Pemimpin komunitas Rohingya Mohammad Jashim mengatakan dia sangat ingin kembali ke Myanmar tetapi ingin hak kewarganegaraannya dijamin.
“Kami adalah warga negara Myanmar sejak lahir. Kami ingin kembali ke rumah dengan semua hak kami, termasuk kewarganegaraan, kebebasan bergerak, mata pencaharian, keselamatan dan keamanan,” katanya kepada kantor berita Reuters, mengatakan para pengungsi mengharapkan bantuan PBB dalam hal ini.
Hingga baru-baru ini, militer Myanmar menunjukkan sedikit kecenderungan untuk mengambil kembali Rohingya, yang selama bertahun-tahun dianggap sebagai penyerbu asing di Myanmar dan ditolak kewarganegaraannya serta menjadi sasaran pelecehan.
Upaya untuk memulai repatriasi pada tahun 2018 dan 2019 gagal karena para pengungsi, karena takut akan penganiayaan, menolak untuk kembali.
Sekelompok 20 orang Rohingya mengatakan kepada Reuters bahwa mereka tidak akan kembali ke Myanmar untuk “dikurung di kamp” setelah mengunjungi tanah air mereka sebagai bagian dari skema percontohan yang bertujuan mendorong repatriasi sukarela.
Seorang pejabat Bangladesh mengatakan skema percontohan itu membayangkan sekitar 1.100 pengungsi kembali ke Myanmar, tetapi belum ada tanggal yang ditetapkan.
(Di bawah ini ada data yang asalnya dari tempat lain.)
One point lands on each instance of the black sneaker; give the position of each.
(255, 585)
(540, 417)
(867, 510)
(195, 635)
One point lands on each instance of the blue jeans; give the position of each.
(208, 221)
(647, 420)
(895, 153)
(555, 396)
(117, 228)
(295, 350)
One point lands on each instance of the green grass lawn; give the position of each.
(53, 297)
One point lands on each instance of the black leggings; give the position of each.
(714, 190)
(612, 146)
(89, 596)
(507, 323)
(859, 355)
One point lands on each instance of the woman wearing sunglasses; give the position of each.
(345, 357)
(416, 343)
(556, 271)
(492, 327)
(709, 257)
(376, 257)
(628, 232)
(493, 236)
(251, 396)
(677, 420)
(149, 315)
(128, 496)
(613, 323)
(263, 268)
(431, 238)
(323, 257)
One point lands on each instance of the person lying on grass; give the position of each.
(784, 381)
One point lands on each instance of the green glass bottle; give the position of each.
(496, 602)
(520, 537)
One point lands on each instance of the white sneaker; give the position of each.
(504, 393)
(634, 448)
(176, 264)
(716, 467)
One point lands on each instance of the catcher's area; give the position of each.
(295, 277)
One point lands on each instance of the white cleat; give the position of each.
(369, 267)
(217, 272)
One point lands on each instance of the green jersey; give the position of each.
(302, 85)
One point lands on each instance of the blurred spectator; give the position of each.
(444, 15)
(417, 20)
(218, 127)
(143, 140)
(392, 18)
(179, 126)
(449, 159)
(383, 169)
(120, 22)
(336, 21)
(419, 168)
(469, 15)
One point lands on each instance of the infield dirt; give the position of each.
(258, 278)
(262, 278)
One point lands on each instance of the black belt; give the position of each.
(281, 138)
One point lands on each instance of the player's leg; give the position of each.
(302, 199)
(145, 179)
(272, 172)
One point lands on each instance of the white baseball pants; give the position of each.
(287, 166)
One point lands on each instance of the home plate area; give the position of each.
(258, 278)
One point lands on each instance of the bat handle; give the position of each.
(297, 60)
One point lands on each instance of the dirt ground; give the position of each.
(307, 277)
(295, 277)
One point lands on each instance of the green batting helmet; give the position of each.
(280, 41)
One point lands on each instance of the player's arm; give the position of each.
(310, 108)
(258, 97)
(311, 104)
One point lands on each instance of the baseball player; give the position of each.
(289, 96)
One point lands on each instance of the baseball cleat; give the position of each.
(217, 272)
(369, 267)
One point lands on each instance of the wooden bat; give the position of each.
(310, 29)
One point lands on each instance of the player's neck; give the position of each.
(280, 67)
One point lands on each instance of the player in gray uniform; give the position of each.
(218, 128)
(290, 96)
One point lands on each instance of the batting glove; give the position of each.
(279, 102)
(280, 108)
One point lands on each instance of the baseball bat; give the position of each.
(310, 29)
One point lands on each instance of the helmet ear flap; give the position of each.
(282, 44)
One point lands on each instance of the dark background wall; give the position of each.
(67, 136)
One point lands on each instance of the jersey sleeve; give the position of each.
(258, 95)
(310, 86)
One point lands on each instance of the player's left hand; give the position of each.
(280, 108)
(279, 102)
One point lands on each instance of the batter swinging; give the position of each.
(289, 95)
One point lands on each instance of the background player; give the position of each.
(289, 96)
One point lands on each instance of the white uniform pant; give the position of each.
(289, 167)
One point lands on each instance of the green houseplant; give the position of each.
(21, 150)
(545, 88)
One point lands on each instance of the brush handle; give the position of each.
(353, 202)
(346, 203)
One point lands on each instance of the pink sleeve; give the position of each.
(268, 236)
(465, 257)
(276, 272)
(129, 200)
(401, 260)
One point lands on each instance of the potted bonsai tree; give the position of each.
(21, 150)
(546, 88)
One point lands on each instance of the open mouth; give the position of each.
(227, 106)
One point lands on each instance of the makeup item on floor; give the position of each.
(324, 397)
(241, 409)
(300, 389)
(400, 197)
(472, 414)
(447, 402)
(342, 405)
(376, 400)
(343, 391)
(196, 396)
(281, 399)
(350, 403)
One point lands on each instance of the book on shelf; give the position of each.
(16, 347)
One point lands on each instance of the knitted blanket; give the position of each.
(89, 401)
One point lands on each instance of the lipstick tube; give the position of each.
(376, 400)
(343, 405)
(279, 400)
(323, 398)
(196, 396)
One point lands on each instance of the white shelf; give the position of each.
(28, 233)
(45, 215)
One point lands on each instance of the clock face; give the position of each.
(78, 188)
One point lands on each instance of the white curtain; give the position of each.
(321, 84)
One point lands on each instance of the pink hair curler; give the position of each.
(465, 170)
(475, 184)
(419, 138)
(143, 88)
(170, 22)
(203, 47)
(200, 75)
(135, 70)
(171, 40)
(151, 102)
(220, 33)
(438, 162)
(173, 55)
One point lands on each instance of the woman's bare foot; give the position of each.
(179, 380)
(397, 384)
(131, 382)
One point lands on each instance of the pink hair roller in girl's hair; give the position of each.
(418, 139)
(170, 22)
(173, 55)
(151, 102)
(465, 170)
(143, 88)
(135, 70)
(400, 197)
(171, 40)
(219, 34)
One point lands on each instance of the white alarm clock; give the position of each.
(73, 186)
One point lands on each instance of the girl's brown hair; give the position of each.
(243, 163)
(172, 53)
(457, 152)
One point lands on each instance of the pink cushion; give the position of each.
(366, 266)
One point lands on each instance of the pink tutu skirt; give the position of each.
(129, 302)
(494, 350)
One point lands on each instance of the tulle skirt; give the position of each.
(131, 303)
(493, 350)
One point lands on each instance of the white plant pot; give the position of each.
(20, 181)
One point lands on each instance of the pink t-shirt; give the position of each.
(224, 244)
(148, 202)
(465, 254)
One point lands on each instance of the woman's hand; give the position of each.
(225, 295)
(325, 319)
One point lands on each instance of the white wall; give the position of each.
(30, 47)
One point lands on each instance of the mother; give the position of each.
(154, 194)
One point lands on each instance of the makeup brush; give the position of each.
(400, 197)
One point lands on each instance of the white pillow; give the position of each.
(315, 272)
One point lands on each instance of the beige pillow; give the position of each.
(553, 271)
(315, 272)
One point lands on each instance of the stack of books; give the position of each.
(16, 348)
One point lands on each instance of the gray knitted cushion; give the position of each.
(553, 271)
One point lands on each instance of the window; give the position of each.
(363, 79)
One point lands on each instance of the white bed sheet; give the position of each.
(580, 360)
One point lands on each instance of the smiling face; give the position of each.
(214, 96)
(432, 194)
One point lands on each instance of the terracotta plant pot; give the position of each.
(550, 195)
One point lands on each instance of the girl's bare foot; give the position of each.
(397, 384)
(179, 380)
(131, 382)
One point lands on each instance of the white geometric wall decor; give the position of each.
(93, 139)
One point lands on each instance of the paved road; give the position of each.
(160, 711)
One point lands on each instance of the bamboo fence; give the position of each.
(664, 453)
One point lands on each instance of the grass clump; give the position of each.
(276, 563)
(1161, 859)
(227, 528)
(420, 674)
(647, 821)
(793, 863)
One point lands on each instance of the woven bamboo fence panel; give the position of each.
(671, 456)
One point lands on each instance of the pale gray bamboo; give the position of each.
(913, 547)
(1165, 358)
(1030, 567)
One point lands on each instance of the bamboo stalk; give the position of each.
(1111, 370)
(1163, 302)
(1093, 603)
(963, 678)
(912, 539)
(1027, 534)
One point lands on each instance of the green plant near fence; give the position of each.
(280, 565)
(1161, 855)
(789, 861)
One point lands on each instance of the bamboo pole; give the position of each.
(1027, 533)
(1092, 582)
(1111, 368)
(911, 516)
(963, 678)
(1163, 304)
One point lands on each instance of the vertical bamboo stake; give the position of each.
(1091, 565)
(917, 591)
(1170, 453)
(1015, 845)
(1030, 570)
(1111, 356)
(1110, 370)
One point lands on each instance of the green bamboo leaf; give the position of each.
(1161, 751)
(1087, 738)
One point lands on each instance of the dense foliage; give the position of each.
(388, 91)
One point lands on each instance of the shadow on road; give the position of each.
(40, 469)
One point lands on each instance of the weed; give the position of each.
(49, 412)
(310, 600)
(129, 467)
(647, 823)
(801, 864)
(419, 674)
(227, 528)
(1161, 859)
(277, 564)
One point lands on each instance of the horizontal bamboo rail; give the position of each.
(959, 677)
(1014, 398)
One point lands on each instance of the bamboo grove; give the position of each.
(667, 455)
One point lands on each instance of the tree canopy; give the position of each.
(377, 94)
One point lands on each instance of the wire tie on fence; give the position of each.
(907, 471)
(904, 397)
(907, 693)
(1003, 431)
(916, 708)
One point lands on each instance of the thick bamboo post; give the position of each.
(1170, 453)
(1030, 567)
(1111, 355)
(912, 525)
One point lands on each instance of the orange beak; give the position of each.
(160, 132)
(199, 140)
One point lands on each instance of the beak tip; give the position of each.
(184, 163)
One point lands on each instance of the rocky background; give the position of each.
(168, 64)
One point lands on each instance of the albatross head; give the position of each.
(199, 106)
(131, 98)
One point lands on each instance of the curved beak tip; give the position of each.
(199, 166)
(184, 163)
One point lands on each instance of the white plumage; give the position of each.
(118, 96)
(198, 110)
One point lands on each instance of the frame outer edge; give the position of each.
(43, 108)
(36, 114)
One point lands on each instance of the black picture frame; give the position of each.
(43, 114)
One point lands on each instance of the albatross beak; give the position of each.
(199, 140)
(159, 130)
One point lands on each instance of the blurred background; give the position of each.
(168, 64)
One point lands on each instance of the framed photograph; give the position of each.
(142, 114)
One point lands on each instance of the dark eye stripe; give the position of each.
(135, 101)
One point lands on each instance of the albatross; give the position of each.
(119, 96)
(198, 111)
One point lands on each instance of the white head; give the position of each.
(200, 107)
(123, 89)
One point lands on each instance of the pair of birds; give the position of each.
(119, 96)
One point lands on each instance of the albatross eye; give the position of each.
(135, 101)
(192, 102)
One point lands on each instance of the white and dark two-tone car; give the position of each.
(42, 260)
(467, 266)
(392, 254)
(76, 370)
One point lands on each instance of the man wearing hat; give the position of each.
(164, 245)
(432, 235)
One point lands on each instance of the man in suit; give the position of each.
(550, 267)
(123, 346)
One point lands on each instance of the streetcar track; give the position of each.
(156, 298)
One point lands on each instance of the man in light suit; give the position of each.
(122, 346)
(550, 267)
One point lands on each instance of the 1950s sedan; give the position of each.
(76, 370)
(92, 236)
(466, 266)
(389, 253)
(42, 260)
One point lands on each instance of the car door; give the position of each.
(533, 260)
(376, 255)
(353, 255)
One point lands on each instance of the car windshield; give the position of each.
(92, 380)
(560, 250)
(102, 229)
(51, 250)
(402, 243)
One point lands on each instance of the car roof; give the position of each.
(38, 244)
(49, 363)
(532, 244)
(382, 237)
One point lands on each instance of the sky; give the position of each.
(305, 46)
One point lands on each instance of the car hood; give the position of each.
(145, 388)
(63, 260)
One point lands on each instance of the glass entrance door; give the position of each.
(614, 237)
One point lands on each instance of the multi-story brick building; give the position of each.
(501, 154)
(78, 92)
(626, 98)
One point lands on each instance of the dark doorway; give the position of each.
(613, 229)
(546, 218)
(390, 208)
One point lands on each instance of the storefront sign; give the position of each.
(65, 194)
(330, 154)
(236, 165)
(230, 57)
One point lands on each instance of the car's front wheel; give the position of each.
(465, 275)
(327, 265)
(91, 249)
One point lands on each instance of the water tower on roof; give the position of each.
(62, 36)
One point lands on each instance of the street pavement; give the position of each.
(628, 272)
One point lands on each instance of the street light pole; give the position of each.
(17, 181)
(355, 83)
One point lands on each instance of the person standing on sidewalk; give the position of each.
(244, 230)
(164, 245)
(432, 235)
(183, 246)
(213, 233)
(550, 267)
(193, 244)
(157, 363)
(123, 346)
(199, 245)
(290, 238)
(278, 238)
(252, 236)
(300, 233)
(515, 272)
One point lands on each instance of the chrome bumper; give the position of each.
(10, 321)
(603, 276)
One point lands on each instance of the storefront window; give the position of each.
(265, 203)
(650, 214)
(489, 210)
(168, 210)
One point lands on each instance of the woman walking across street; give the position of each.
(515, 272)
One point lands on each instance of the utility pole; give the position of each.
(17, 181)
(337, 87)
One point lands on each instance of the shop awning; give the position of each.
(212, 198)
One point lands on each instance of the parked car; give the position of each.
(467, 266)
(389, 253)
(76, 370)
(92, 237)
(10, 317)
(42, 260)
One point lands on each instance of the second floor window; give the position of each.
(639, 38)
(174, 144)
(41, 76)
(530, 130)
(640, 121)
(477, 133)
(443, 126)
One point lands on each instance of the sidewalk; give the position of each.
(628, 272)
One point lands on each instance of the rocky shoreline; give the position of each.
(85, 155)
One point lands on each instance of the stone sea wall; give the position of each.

Bangladesh yang berpenduduk padat mengatakan repatriasi pengungsi ke Myanmar adalah satu-satunya solusi untuk krisis tersebut.
Tom Andrews, pelapor khusus PBB untuk situasi hak asasi manusia di Myanmar, mengatakan pada hari Kamis bahwa Bangladesh harus segera menangguhkan proyek repatriasi percontohan Rohingya untuk kembali ke Myanmar, di mana mereka menghadapi risiko serius bagi kehidupan mereka.
Sementara itu, meningkatnya kejahatan, kondisi kehidupan yang keras dan prospek suram untuk kembali ke Myanmar mendorong lebih banyak orang Rohingya meninggalkan Bangladesh dengan kapal ke negara-negara seperti Malaysia dan Indonesia, mempertaruhkan nyawa mereka.
Data PBB menunjukkan bahwa 348 Rohingya diyakini telah meninggal di laut tahun lalu.
Komunitas lokal di Bangladesh juga semakin memusuhi Rohingya karena dana lembaga bantuan internasional untuk para pengungsi semakin berkurang.
“Situasi kami semakin memburuk. Masa depan apa yang kita miliki di sini?” tanya pengungsi Mohammed Taher saat dia berdiri bersama pengunjuk rasa lainnya.